O grande imagista fílmico é extradiegético e invisível. Manipula o conjunto da trama audiovisual.
Na ficção, o grande imagista é um narrador implícito. No documentário ou reportagem é o documentarista ou jornalista.
Das instâncias narrativas ao filme
Subnarração – O grande imagista é considerado o único “verdadeiro” narrador do filme. Todos os outros narradores presentes em um filme se entregam à subnarração.
Narradores segundos – no texto, o narrador narra o que um outro narrador subnarrou (exemplo de Sherazade). Na narrativa cinematográfica, como não há apenas uma só matéria de expressão – a língua -, é relativamente difícil ocultar o narrador primeiro - o grande imagista -, com a interposição de um segundo narrador.

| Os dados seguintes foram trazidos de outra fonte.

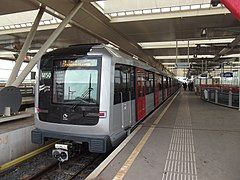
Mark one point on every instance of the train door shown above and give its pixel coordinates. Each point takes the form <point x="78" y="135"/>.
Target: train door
<point x="156" y="90"/>
<point x="126" y="97"/>
<point x="140" y="93"/>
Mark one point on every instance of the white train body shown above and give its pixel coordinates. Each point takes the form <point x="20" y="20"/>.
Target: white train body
<point x="115" y="99"/>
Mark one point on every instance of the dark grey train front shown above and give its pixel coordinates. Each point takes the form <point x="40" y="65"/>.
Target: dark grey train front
<point x="95" y="94"/>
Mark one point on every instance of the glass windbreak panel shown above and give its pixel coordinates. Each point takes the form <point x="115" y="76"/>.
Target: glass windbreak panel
<point x="76" y="83"/>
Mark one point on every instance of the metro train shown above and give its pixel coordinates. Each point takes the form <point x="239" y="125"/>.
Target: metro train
<point x="95" y="94"/>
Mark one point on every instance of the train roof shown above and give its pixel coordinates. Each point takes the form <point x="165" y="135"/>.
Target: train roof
<point x="84" y="49"/>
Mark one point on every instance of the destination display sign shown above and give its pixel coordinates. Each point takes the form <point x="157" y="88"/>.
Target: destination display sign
<point x="227" y="74"/>
<point x="77" y="63"/>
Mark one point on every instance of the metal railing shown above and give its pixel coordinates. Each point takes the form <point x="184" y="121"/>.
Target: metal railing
<point x="221" y="97"/>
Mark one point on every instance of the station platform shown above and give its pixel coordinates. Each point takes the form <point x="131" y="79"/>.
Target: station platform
<point x="15" y="139"/>
<point x="193" y="140"/>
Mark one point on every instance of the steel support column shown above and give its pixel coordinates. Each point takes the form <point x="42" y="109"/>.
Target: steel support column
<point x="25" y="47"/>
<point x="46" y="45"/>
<point x="239" y="86"/>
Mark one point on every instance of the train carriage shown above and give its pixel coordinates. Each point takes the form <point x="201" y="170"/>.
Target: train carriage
<point x="95" y="94"/>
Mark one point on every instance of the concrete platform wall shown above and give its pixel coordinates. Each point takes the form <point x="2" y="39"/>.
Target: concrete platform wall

Narrativa oral, narrativa audiovisual
Concomitância entre a narrativa do grande imagista e a do subnarrador verbal (subnarrativa oral).
Cena - Leland narra oralmente o que se lembrava da vida conjugal de Kane e esposa: subnarração.
Imagens do que Leland (narrador segundo) está relatando: narrativa audiovisual cede lugar à subnarrativa audiovisual.
Quem narra o filme?
Meganarrador(grande imagista){
Mostrador fílmico (filmagem)
Narrador fílmico (montagem)
Narratologia fílmica em perspectiva
Para Odin, a realização e a leitura dos filmes são práticas sociais programadas.
A história pressupõe a intervenção de um narrador: “Uma história sempre é narrada, no cinema e em toda parte”.
Para Metz, a enunciação fílmica aponta para o próprio filme como objeto. O enunciador se torna o filme, e não uma instância de fora dele.
Francesco Casetti identifica o enunciador fílmico como o Eu, o Tu, e o Ele. Essas três instâncias sempre estão presentes, mas seus valores relativos e suas funções podem variar.
Narratologia fílmica em perspectiva
Narração sem narrador
David Bordwell contesta a necessidade de a teoria do cinema reconhecer a existência de um narrador. Para ele, existem dois tipos de textos: os que pressupõem um narrador e aqueles aos quais é inútil tentar adequar esse princípio.
Referências
GAUDREAULT, André; JOST, François. A narrativa cinematográfica. Brasília: Editora Universidade de Brasília, 2009.